Markets are also on edge about the health of economies including China, so today’s news that the country’s manufacturing slowed further in February alarmed punters. HSBC’s preliminary reading of manufacturing activity (PMI) in February measured 48.3 (below 50 signals contraction) against a final reading of 49.5 in January.
Economists said that even though the timing of China’s Lunar New Year would have distorted these figures, there was still cause for concern. ‘Today's downbeat PMI suggests that conditions in the manufacturing sector continue to deteriorate,’ commented Julian Evans-Pritchard of Capital Economics.
Expectations are much lower for the stumbling eurozone economy, but new data showing a slight slowdown weighed on stocks nonetheless. The eurozone PMI, like China an early ‘flash’ reading, came in at 52.7 for February, down from 52.9 in January. That’s a two-month low, but still means the currency bloc is experiencing its strongest run of growth since the first half of 2011.
BAE biggest loser
Britain’s FTSE 100 fell 0.6% to 6,760, roughly in line with declines across Europe. Mining shares took a hit after the Chinese factory data, but BAE Systems was by far the biggest loser of the day.
The defence contractor in part cited ‘continuing US budget pressures’ as it told shareholders earnings per share would likely fall by approximately 5% to 10% in 2014, compared to 2013.
Shares tumbled 9.1% to 396p. BAE did however raise its full-year dividend by 3% to 20.1p per share and report a 3% increase in 2013 profits. The news comes after BAE announced it had finally agreed pricing on its long-awaited deal to sell Eurofighter Typhoon jets to Saudi Arabia.
Analysts said the impact of BAE’s results on the stock would be short term. Writing before the market opened, Andy Chambers, an analyst at Cantor Fitzgerald, said the share would likely be under pressure despite ‘yesterday’s very positive news on Saudi’ and the support provided to the stock by ‘yield and ongoing share buy-backs’.

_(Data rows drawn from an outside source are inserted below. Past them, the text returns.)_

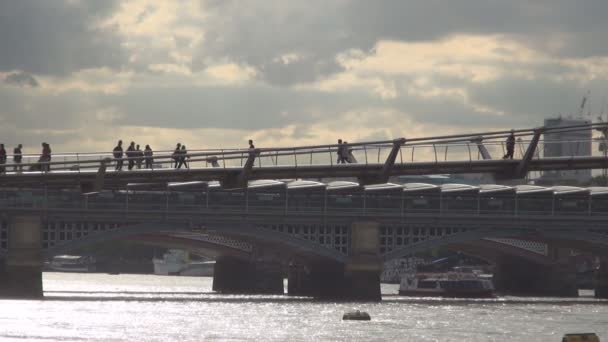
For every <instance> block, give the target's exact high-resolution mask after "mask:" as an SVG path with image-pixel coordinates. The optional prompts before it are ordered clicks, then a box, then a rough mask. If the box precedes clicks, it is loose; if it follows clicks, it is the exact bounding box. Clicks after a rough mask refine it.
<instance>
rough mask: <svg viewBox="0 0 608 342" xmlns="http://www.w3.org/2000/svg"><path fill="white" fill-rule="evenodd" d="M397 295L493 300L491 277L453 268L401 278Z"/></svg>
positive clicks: (412, 273) (477, 272) (492, 283)
mask: <svg viewBox="0 0 608 342" xmlns="http://www.w3.org/2000/svg"><path fill="white" fill-rule="evenodd" d="M399 295H402V296H414V297H453V298H493V297H495V293H494V284H493V283H492V276H491V275H488V274H483V273H481V272H476V271H474V270H470V269H468V268H466V267H455V268H454V269H453V271H451V272H446V273H411V274H406V275H404V276H403V277H401V283H400V284H399Z"/></svg>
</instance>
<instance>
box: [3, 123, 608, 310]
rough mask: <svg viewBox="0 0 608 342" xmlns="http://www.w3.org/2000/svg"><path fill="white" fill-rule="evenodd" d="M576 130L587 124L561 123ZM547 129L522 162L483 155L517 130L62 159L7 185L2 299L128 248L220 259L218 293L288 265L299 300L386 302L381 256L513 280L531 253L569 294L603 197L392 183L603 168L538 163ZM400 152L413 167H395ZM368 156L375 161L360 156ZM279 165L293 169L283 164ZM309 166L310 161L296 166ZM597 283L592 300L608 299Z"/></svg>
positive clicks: (72, 156)
mask: <svg viewBox="0 0 608 342" xmlns="http://www.w3.org/2000/svg"><path fill="white" fill-rule="evenodd" d="M575 129H581V127H569V128H563V130H575ZM586 129H590V127H589V126H587V127H586ZM544 132H546V129H533V130H518V131H516V133H517V134H520V135H521V136H524V137H525V136H527V135H531V136H532V138H531V140H530V141H528V142H527V147H526V148H525V149H524V148H521V151H520V153H519V155H518V156H519V157H521V158H516V159H514V160H495V159H491V154H492V149H491V148H488V147H492V146H494V148H495V151H494V154H496V151H500V147H501V145H499V144H495V145H492V144H491V143H488V142H487V141H490V142H491V141H492V139H494V140H497V139H503V138H504V136H505V135H506V134H508V132H498V133H491V134H487V133H486V134H485V135H484V134H472V135H461V136H451V137H447V138H445V137H442V138H431V139H427V138H424V139H420V140H421V141H422V142H424V144H423V143H419V144H418V143H416V140H414V139H411V140H413V142H412V141H411V140H406V139H398V140H395V141H391V142H390V143H388V144H387V142H373V143H367V144H363V143H362V144H352V145H349V147H352V149H351V150H350V151H349V154H351V155H352V157H353V158H354V159H355V160H357V161H358V163H352V164H336V163H334V161H333V159H334V158H336V156H335V150H336V149H337V148H338V147H337V146H336V145H328V146H322V147H318V146H314V147H305V148H291V149H285V148H278V149H260V150H253V151H251V150H235V151H219V152H222V153H219V152H218V151H217V150H214V151H203V152H199V151H195V152H193V153H191V159H190V162H191V165H190V169H181V170H175V169H169V168H167V167H166V165H163V163H164V164H167V165H168V164H170V163H173V160H172V159H171V158H172V157H171V155H170V154H168V153H167V154H162V153H160V154H159V155H157V156H155V163H157V167H155V168H154V169H135V170H131V171H114V170H111V166H112V165H113V163H115V162H116V160H113V159H112V158H111V157H108V155H107V154H103V153H102V154H95V155H94V156H92V155H87V156H83V155H82V154H63V155H61V154H60V155H59V156H60V157H57V155H56V156H54V161H53V162H52V163H51V164H52V165H51V166H52V167H51V170H50V171H35V170H32V171H23V172H16V171H13V172H10V171H9V172H7V173H6V174H4V175H0V254H3V255H4V258H5V260H6V266H5V267H4V270H3V271H2V277H1V278H0V296H2V297H38V296H41V295H42V281H41V264H42V260H43V258H44V257H47V258H48V257H50V256H53V255H56V254H60V253H66V252H69V251H73V250H77V249H78V248H82V247H85V246H88V245H91V244H96V243H100V242H104V241H112V240H117V239H129V240H135V241H139V242H142V243H147V244H156V245H161V246H174V247H180V248H185V249H189V250H191V251H194V252H195V253H198V254H201V255H206V256H209V257H213V258H215V259H216V260H217V263H216V271H215V274H214V290H216V291H221V292H232V293H251V292H254V293H256V292H270V293H282V292H283V285H282V277H283V271H282V270H283V269H284V268H285V267H288V268H289V272H288V284H289V293H290V294H294V295H310V296H315V297H321V298H333V299H335V298H345V299H364V300H378V299H379V298H380V288H379V270H380V268H381V263H382V262H383V261H389V260H393V259H396V258H400V257H404V256H409V255H412V254H415V253H418V252H422V251H428V250H429V249H433V248H438V247H449V248H456V249H458V250H463V251H466V252H468V253H470V254H473V255H478V256H481V257H482V258H485V259H486V260H488V261H490V262H492V263H494V264H496V265H497V266H498V268H499V269H502V270H503V272H502V273H503V274H509V272H515V271H516V268H517V267H515V266H513V265H511V264H510V263H509V262H507V261H508V260H509V258H511V257H513V256H516V257H519V258H523V259H525V260H527V261H529V262H531V263H534V264H536V265H540V266H538V267H539V268H538V270H542V271H541V272H538V273H539V274H540V275H542V276H541V277H540V279H537V280H536V281H538V282H541V283H542V287H543V288H546V289H548V291H554V292H553V293H556V294H565V293H568V294H571V293H572V290H575V289H573V288H572V284H573V283H572V277H571V272H570V271H571V270H569V269H565V266H564V264H563V263H562V262H561V260H560V259H561V255H560V253H559V250H560V248H562V247H568V248H577V249H581V250H588V251H594V253H596V254H597V255H603V254H605V253H606V251H608V249H607V248H606V247H607V246H606V245H607V244H608V214H607V213H608V210H607V209H608V188H605V187H589V188H580V187H568V186H554V187H540V186H531V185H515V186H507V185H496V184H493V185H480V186H471V185H465V184H442V185H433V184H425V183H405V184H395V183H390V182H388V179H389V178H390V177H393V176H396V175H402V174H429V173H445V172H437V171H439V170H451V171H450V172H456V173H458V172H461V173H465V172H467V173H471V172H488V173H492V174H494V175H495V177H496V179H498V180H500V179H510V178H521V177H524V176H525V174H526V173H528V172H530V171H534V170H541V171H542V170H553V169H558V170H560V169H585V168H603V167H606V166H607V165H608V164H607V162H606V158H605V156H571V157H560V158H556V157H544V156H541V154H540V153H537V146H538V145H540V144H549V143H550V142H547V141H542V140H540V136H541V134H542V133H544ZM493 137H498V138H493ZM408 141H409V144H411V145H407V144H408ZM429 141H430V142H431V143H429ZM484 141H485V143H484ZM586 143H588V144H592V143H593V142H591V141H588V142H586ZM522 144H523V142H520V145H521V146H523V145H522ZM429 146H431V149H432V151H434V152H433V153H432V154H431V155H432V156H433V158H437V159H436V160H435V161H425V162H421V161H412V160H413V159H414V157H413V155H414V154H415V153H417V152H414V151H417V150H420V149H422V148H428V147H429ZM459 148H460V149H461V152H462V149H464V151H465V152H466V153H464V154H458V153H457V156H460V158H464V157H463V156H465V157H466V158H468V159H465V160H453V161H450V160H446V159H448V158H447V155H448V150H450V151H453V150H457V149H459ZM497 148H498V150H496V149H497ZM405 150H407V151H409V152H410V153H411V154H410V156H412V159H410V160H409V161H408V162H406V161H401V160H400V159H399V158H398V157H399V156H403V154H404V153H403V152H404V151H405ZM319 151H322V152H319ZM370 151H376V155H377V158H376V159H375V163H374V162H373V161H372V160H370V159H371V158H368V159H361V158H357V157H356V156H355V155H356V154H358V153H359V154H360V153H363V155H364V156H365V155H366V154H367V156H370V155H371V152H370ZM383 151H384V152H386V154H388V156H387V157H386V159H384V160H383V158H381V155H382V153H384V152H383ZM439 151H443V156H444V158H443V160H439V153H438V152H439ZM473 155H476V156H477V158H478V159H475V160H474V159H473ZM284 157H288V158H293V159H292V160H293V162H292V164H291V165H283V164H281V163H279V160H280V159H281V158H284ZM303 157H305V158H306V159H307V160H308V162H309V163H308V164H304V165H303V164H300V163H298V162H299V161H301V158H303ZM61 158H62V159H63V160H60V161H57V159H61ZM263 158H269V159H270V160H271V165H265V164H262V163H261V160H262V159H263ZM320 158H321V159H322V158H327V160H328V161H329V165H327V164H323V163H322V162H320V161H318V160H319V159H320ZM398 160H399V162H397V161H398ZM230 161H232V162H235V161H236V162H237V163H242V166H230V165H227V164H228V163H229V162H230ZM159 163H160V164H159ZM195 163H199V164H201V165H198V166H195V165H196V164H195ZM315 163H317V164H315ZM202 164H205V165H202ZM206 164H209V167H207V165H206ZM26 165H30V166H35V165H36V163H35V162H31V163H27V162H26V163H24V166H26ZM163 166H164V167H163ZM9 169H10V166H9ZM109 169H110V170H109ZM522 172H523V175H522V174H521V173H522ZM266 176H270V177H269V178H270V179H262V177H266ZM272 176H275V177H272ZM272 178H274V179H272ZM303 178H305V179H303ZM332 178H334V179H335V178H343V179H344V178H349V179H352V180H355V181H345V180H333V181H331V179H332ZM315 179H317V180H315ZM327 179H329V180H327ZM501 267H502V268H501ZM569 272H570V273H569ZM539 274H536V276H537V277H538V276H539ZM528 276H532V275H528ZM504 277H505V278H507V277H508V276H507V275H505V276H504ZM498 281H499V282H500V280H498ZM602 286H604V287H605V284H603V285H601V286H600V287H599V288H598V289H597V291H596V292H599V293H605V292H602V291H604V287H602Z"/></svg>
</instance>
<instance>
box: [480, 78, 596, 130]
mask: <svg viewBox="0 0 608 342" xmlns="http://www.w3.org/2000/svg"><path fill="white" fill-rule="evenodd" d="M588 90H591V91H592V94H591V97H590V99H589V101H588V103H587V104H588V107H587V109H586V110H585V112H587V111H588V110H591V111H592V113H594V115H596V113H599V112H601V111H603V110H604V109H603V108H601V107H602V106H603V105H604V104H602V103H601V102H602V101H604V99H605V98H606V95H608V80H594V81H591V82H588V83H586V84H577V83H575V82H571V81H566V82H559V81H555V80H552V79H549V78H544V79H542V78H541V79H535V80H522V79H500V80H496V81H492V82H487V83H483V84H477V85H471V86H470V87H469V89H468V92H469V95H470V97H471V100H473V101H475V102H476V103H479V104H482V105H485V106H489V107H492V108H496V109H498V110H501V111H504V112H506V113H508V114H509V118H510V120H513V121H514V122H523V123H527V124H530V125H539V124H540V123H541V122H542V119H543V118H545V117H551V116H557V115H578V113H579V106H580V103H581V100H582V97H583V96H584V94H585V93H586V92H587V91H588Z"/></svg>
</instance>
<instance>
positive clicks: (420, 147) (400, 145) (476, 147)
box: [0, 124, 608, 192]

Rexam similarly provided a dividend and profit increases, which were offset by weak guidance for shareholders. The consumer packaging company delivered a 14% rise in its total dividend to 17.4p and a 6% rise in 2013 pre-tax profits.
However investors were irked by chief executive Graham Chipchase’s guidance: ‘In 2014, despite an uncertain macroeconomic environment and some continued cost volatility, we expect to make further progress on a constant currency basis.’ Shares fell nearly 5% to 500p.
Offsetting the bad news were gains for utility companies after British Gas owner Centrica (CNA.L) reported a small fall in profits for 2013 to £2.7 billion from £2.74 billion. Shares in the group, which have fallen nearly 19% over the past six months, rose 0.5% to 315p after a fall earlier in the week. SSE (SSE.L) shares rose 0.6%.